Cronin: Meine Stärken liegen neben dem App-Bereich, auf jeden Fall im Marketing sowie dem Public Speaking. Es macht mir einen großen Spaß engagierten Gründern dabei zu helfen ihre Ideen auch für andere greifbar zu machen. Mich fasziniert dieser Prozess des Schaffens, wenn Stück für Stück ein richtig tolles Produkt entsteht.

 

Mini-Steckbrief:

Aufgewachsen bin ich …

…. zwischen Hamburg, Lissabon und Wien mit Irischem Vater und einer Deutschen Mutter. Ich glaube dieser internationale Background hat mich besonders geprägt und mich zu dem Menschen gemacht, der ich heute bin.

Mein Bildungsweg und die wichtigsten beruflichen Stationen in Kürze:

Nach der Matura in Wien und einem Diplomstudium der BWL habe ich eine private Schauspielausbildung genossen. Dann kam die Gründung von all about apps und schließlich AustrianStartups, wo ich ebenfalls sehr aktiv tätig bin. Als wichtige Milestones sehe ich aber auch die Moderation vom Pioneers Festival und schliesslich von der „2 Minuten 2 Millionen“ Show auf PULS 4 sowie meine Lehrtätigkeit auf der FH in Hagenberg.

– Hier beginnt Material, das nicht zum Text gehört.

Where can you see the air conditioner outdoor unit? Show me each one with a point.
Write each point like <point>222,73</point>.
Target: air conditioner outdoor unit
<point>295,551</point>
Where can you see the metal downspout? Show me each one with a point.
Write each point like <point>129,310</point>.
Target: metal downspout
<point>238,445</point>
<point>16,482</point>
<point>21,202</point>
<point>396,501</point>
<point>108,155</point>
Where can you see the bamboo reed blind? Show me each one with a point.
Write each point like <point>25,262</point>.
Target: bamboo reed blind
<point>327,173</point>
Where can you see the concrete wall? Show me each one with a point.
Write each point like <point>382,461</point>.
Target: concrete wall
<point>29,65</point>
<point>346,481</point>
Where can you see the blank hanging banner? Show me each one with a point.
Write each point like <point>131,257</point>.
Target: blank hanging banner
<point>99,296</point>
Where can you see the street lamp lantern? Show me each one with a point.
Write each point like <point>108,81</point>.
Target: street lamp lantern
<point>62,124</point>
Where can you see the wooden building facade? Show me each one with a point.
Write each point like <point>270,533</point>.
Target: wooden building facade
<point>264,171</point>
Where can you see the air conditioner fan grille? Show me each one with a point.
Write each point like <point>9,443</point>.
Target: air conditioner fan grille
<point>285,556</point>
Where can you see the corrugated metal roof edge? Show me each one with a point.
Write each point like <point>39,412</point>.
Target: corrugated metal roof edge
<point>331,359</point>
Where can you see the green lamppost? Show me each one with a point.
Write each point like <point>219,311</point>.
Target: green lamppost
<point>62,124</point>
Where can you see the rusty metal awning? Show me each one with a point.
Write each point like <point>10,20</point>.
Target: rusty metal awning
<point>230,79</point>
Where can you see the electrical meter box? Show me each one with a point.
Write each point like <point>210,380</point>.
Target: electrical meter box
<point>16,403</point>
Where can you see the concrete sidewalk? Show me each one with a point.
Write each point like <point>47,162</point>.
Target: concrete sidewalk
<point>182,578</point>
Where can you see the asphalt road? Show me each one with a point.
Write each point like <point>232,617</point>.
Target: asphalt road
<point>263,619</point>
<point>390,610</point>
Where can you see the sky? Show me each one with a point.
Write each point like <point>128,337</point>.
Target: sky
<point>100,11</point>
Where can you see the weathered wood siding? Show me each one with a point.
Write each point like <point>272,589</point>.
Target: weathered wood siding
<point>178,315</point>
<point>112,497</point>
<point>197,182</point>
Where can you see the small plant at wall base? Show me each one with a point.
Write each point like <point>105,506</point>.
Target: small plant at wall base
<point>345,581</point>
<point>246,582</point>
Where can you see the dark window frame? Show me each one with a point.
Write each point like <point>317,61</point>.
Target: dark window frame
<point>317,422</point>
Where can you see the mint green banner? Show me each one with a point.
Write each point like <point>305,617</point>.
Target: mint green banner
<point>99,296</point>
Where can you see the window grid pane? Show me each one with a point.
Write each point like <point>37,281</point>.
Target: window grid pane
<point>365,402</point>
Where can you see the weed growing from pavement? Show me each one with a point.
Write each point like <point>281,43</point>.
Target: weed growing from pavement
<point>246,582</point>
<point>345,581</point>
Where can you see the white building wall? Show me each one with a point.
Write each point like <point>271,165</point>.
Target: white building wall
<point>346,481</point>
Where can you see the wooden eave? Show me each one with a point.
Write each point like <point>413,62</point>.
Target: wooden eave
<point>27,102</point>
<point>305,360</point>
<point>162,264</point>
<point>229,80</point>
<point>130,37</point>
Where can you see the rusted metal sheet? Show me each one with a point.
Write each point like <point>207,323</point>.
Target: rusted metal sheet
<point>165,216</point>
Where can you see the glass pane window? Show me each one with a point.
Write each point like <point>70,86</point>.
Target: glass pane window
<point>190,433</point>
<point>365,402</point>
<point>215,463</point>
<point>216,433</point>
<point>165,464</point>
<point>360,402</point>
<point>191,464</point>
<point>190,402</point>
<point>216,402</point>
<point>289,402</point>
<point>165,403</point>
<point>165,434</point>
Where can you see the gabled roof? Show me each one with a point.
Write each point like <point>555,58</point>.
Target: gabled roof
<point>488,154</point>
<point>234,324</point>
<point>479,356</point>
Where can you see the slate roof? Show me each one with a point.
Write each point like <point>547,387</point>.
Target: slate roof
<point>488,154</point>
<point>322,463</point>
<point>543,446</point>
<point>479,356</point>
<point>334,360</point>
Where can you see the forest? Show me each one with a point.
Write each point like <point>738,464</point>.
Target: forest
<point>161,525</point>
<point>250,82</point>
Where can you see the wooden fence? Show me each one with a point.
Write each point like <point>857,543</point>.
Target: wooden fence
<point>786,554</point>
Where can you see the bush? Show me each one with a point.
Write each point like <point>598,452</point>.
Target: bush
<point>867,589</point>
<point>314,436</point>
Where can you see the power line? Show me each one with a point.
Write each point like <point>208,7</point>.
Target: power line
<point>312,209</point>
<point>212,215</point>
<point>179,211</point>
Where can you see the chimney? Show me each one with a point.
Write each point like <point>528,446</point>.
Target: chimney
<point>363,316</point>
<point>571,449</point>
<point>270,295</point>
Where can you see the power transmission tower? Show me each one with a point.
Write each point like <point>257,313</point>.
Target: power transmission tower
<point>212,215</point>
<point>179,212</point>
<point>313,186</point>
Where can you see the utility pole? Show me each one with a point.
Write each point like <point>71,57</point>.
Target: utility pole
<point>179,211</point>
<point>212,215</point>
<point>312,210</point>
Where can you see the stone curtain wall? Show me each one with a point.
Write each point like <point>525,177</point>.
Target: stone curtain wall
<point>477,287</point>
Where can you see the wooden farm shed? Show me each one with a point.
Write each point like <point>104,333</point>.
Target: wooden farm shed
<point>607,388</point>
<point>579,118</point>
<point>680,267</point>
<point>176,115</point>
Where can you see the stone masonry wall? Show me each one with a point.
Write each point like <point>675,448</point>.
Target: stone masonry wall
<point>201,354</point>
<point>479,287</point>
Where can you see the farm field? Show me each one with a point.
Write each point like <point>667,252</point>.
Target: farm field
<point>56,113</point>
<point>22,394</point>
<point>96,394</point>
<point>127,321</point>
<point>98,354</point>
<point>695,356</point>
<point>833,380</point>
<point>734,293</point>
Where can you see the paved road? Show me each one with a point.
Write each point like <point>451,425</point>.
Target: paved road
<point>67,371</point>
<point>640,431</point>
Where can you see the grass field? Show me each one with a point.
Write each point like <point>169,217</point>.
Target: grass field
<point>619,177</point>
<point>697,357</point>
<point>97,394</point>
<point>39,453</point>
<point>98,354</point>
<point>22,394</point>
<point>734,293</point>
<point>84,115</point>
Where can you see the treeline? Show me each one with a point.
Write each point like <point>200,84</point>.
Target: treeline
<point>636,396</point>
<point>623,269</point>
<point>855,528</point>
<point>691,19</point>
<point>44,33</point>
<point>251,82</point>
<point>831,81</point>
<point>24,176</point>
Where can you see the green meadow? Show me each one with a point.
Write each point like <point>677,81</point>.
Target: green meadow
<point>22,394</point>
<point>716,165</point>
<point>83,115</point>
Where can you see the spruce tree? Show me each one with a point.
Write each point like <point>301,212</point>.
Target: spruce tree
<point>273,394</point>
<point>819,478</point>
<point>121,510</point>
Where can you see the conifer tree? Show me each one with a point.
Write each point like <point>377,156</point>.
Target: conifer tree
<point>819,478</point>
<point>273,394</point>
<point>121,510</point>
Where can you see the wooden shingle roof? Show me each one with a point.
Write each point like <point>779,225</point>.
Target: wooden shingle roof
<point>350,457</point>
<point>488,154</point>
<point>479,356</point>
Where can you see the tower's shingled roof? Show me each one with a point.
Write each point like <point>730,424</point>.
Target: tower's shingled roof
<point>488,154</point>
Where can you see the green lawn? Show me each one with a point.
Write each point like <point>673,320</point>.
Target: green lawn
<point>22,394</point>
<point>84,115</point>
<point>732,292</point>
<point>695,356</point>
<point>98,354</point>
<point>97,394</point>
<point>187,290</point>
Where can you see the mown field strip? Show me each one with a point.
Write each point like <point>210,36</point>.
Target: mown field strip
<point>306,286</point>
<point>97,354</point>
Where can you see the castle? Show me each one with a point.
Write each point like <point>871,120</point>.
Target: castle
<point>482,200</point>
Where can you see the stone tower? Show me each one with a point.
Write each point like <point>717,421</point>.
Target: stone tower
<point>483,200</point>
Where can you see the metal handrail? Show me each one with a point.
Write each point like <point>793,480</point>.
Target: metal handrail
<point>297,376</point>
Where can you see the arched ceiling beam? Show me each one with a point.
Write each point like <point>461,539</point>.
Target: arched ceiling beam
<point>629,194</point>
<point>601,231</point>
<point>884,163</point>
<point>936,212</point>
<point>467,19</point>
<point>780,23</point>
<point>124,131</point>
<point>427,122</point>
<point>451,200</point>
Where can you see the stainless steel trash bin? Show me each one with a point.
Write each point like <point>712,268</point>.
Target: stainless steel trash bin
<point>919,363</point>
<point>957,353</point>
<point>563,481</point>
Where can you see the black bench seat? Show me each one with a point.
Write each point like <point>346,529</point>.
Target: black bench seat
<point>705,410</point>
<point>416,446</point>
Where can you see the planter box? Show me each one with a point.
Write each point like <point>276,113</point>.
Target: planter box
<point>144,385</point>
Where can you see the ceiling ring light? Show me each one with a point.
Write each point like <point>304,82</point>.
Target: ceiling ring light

Meine persönlichen Erfolge …

Ich würde hier die Co-Gründung, sowohl von all about apps als auch von AustrianStartups erwähnen. Für mich sind dies sicher wichtige Schritte in meinem Lebenslauf, ich sehe sie aber eher als Milestones. Echte Erfolge sehe ich eher als wirklich nachhaltige Exits an – sowie zB. WhatsApp ;) Aber Spaß bei Seite, ich bin natürlich stolz auf meine beruflichen Erfolge, zähle jedoch auch viele private Ereignisse zu meinen „persönlichen“ Erfolgen.

Das wünsche ich mir persönlich für meine Zukunft …

Neben einem Porsche sowie meiner eigenen Insel (lacht), wünsche ich mir weiterhin das Privileg zu haben, bei tollen Projekten mitzuarbeiten und meinen Teil zur Realisierung von Träumen beizutragen. Für mich ist meine Arbeit keine Arbeit, weil ich liebe was ich tue – Tag für Tag! Und genau das möchte ich auch in meiner Zukunft weiterhin tun dürfen.